Merging Excel Worksheets using Pandas
In my prior post, I loaded 2 playlists in an iTunes text export format into pandas dataframes to match into 1 single dataframe.
Here I repeat the last step of the prior post assuming that the 2 text files were first imported into excel.
For those who aren't familiar, this post is composed in the form of a Jupyter Notebook, which is an open document format that combines text, code, data, and graphics and is viewable through the web browser – if you have not used it before I encourage you to try it out!
You can download the notebook containing this post here, open it with Jupyter, and start asking your own questions of the data.
Setup notebook output options¶
Set notebook output formatting options:
from IPython.core.interactiveshell import InteractiveShell
InteractiveShell.ast_node_interactivity = "all"
InteractiveShell.log_level = 'INFO'
from IPython.core.display import display, HTML
display(HTML("<style>.container { width:100% !important; }</style>"))
Import standard libraries¶
Some standard Python package imports:
%matplotlib inline
import pandas as pd
import numpy as np
import logging
import sys
from collections import OrderedDict
log = logging.getLogger()
log.handlers = []
ch = logging.StreamHandler()
ch.setLevel(logging.DEBUG)
formatter = logging.Formatter('%(asctime)s - %(levelname)s - %(message)s')
ch.setFormatter(formatter)
log.setLevel(logging.INFO)
# log.setLevel(logging.DEBUG)
log.addHandler(ch)
pd.set_option('display.width',1000)
# pd.set_option('max_colwidth',200)
pd.reset_option('max_colwidth')
Import Itunes Playlist Data¶
We'll start by exporting the itunes playlist data (for howto export itunes playlists itunes).

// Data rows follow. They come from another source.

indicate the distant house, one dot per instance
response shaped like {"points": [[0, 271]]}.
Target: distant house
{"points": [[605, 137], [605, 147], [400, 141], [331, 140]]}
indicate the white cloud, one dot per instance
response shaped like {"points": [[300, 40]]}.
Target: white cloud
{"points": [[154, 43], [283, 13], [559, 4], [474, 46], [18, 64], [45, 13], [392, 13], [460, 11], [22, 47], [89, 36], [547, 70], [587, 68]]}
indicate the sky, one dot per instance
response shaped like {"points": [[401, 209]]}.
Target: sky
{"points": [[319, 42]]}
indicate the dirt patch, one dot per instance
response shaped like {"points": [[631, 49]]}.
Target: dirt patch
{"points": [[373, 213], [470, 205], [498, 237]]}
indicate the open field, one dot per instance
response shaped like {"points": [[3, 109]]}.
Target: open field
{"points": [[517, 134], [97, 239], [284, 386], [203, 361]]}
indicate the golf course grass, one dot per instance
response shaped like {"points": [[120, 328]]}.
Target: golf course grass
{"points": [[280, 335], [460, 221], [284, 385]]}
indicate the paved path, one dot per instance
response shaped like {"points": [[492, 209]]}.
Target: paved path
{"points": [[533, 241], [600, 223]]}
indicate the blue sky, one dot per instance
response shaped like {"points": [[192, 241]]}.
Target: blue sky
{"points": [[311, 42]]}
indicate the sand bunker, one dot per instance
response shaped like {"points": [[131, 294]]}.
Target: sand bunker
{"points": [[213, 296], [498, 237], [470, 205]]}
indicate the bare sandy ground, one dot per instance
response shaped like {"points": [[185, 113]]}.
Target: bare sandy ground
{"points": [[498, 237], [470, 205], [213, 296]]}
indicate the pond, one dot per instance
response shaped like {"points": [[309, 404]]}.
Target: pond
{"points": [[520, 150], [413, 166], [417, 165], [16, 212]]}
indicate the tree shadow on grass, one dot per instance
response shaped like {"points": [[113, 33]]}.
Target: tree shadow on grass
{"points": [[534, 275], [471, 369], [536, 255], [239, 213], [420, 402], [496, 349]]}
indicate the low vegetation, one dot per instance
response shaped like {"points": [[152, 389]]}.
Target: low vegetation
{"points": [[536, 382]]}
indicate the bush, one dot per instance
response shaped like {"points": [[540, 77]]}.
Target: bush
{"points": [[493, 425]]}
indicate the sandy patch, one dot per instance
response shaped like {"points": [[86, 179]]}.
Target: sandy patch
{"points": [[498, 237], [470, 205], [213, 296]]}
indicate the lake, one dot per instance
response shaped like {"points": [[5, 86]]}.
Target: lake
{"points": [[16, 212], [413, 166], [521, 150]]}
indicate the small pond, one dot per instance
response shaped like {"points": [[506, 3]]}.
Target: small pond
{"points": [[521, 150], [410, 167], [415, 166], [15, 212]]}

I chose the text export option rather than xml.
After exporting, I opened and saved the file in excel. I now have 2 playlist excel files as seen in the example below.
Note that I could directly import the text formatted file. I use excel here to simply demonstrate that excel based imports will also work.
We now load the 2 playlists into list_of_playlists.
all_files = ['data/Top80_sPop&Rock.xlsx','data/TopAlt&Electronic.xlsx']
list_of_playlists= []
for file_ in all_files:
xls_file = pd.ExcelFile(file_)
df = xls_file.parse(0) ## load first sheet - there should only be one
df.drop_duplicates(subset=['Artist', 'Name'], inplace=True)
log.info("## %s: df.shape=%s" % (file_, str(df.shape)))
list_of_playlists.append(df)
inner_df = reduce(lambda left,right: pd.merge(left,right,on=['Artist','Name'], how='inner'), list_of_playlists)
merged_df = reduce(lambda left,right: pd.merge(left,right,on=['Artist','Name'], how='outer'), list_of_playlists)
log.info("inner_df.shape=%s" % str(inner_df.shape))
log.info("merged_df.shape=%s" % str(merged_df.shape))
df1_cnt=list_of_playlists[0].shape[0]
df2_cnt=list_of_playlists[1].shape[0]
df_inner_cnt=inner_df.shape[0]
df_union_cnt=df1_cnt+df2_cnt-df_inner_cnt
df_merged_cnt=merged_df.shape[0]
log.info("Rows in dataset1=%s" % df1_cnt)
log.info("Rows in dataset2=%s" % df2_cnt)
log.info("Rows in intersection=%s" % df_inner_cnt)
log.info("Rows in union=%s" % df_union_cnt)
log.info("(Rows in union==Rows in merged) = %s" % (df_union_cnt==df_merged_cnt))
2018-04-24 15:35:13,785 - INFO - ## data/Top80_sPop&Rock.xlsx: df.shape=(634, 31) 2018-04-24 15:35:13,857 - INFO - ## data/TopAlt&Electronic.xlsx: df.shape=(185, 31) 2018-04-24 15:35:13,882 - INFO - inner_df.shape=(67, 60) 2018-04-24 15:35:13,885 - INFO - merged_df.shape=(752, 60) 2018-04-24 15:35:13,888 - INFO - Rows in dataset1=634 2018-04-24 15:35:13,891 - INFO - Rows in dataset2=185 2018-04-24 15:35:13,892 - INFO - Rows in intersection=67 2018-04-24 15:35:13,894 - INFO - Rows in union=752 2018-04-24 15:35:13,897 - INFO - (Rows in union==Rows in merged) = True
So the data set union count agrees with the merged dataframe count.